Gutes Schlussquartal
NA optimistisch für 2005 06

Europas größter Kupferproduzent hat im Schlussquartal unerwartet gut abgeschnitten. Daher ist die Norddeutsche Affinerie (NA) nun auch zuversichtlich für das eben angelaufene Geschäftsjahr 2005/06. Für das von der NA geplante Kraftwerk zur eigenen Stromversorgung soll am Freitag ein wichtiger Vertrag unterzeichnet werden.

HB HAMBURG. „Der Geschäftsverlauf im vierten Quartal war etwas besser als erwartet“, sagte Vorstandschef Werner Marnette am Donnerstag der Nachrichtenagentur Reuters in Hamburg. „Das war ein sehr gutes Geschäftsjahr. Sie können unsere Neun-Monatszahlen im Grunde auf das Gesamtjahr hochrechnen“, fügte er hinzu. Er sei sehr optimistisch für 2005/06.
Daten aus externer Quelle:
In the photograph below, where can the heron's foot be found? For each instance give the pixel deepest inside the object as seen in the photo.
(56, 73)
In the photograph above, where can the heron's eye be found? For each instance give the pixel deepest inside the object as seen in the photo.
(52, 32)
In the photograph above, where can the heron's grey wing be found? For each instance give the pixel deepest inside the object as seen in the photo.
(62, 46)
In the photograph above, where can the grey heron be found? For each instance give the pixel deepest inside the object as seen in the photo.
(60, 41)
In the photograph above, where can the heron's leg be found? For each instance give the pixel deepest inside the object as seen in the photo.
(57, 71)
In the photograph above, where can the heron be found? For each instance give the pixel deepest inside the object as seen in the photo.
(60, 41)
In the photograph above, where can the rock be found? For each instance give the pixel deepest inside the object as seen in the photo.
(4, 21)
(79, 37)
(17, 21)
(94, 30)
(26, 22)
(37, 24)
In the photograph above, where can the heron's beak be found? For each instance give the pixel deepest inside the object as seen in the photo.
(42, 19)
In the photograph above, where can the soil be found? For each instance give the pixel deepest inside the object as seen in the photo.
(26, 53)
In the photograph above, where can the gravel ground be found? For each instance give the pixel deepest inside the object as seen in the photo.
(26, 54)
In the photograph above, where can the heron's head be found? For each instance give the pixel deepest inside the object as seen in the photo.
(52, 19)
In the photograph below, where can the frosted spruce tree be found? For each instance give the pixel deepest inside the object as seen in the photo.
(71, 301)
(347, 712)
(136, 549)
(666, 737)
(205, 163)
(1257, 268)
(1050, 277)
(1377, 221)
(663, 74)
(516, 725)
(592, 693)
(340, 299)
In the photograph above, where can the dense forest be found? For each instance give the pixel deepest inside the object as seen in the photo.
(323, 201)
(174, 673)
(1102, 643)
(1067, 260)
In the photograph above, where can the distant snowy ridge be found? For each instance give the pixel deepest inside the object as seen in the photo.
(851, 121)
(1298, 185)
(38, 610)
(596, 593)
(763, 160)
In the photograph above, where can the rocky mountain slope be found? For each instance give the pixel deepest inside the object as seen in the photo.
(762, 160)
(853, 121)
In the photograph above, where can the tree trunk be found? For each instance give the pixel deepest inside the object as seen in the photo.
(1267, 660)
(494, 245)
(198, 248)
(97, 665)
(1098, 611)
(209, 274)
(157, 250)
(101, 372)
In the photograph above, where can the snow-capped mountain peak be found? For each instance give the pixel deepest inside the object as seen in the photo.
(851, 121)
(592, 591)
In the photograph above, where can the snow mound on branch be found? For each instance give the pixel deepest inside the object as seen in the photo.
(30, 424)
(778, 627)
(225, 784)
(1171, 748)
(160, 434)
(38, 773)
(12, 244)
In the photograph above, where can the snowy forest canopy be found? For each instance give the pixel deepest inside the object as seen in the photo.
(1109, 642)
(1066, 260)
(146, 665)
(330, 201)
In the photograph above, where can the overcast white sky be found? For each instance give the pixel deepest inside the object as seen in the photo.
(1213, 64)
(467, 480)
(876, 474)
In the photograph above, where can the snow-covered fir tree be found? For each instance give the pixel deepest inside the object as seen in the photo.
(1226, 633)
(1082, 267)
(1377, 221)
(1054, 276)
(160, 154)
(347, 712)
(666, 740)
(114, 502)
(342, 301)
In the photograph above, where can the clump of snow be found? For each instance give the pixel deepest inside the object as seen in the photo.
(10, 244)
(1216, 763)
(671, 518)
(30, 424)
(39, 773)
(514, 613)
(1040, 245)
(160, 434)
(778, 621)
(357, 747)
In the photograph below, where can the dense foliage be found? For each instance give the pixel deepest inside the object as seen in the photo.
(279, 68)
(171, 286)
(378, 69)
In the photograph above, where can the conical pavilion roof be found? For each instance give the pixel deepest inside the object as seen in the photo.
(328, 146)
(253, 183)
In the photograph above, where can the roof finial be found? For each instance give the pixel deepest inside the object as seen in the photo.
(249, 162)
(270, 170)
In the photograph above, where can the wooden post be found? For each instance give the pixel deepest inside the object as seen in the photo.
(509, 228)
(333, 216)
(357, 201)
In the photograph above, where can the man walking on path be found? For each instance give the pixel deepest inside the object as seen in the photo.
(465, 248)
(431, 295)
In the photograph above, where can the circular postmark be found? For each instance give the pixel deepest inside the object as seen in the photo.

Die Norddeutsche Affinerie profitiert zur Zeit von den hohen Kupferpreisen, eigenen Einsparungen und Effizienzsteigerungen. Im dritten Quartal von April bis Juni legte der Vorsteuergewinn um 45 % auf 27,2 Mill. € zu. Seit Jahresbeginn hat sich der Vorsteuergewinn auf 62,4 Mill. € fast verdoppelt. Vorläufige Zahlen für 2004/05 (zum 30. September) will die im Nebenwerteindex MDax gelistete NA am 20. Dezember veröffentlichen. Das Unternehmen hatte nach einem Gewinnsprung im dritten Geschäftsquartal eine höhere Dividende in Aussicht gestellt. Für 2003/04 waren den Aktionären 0,65 € je Aktie gezahlt worden.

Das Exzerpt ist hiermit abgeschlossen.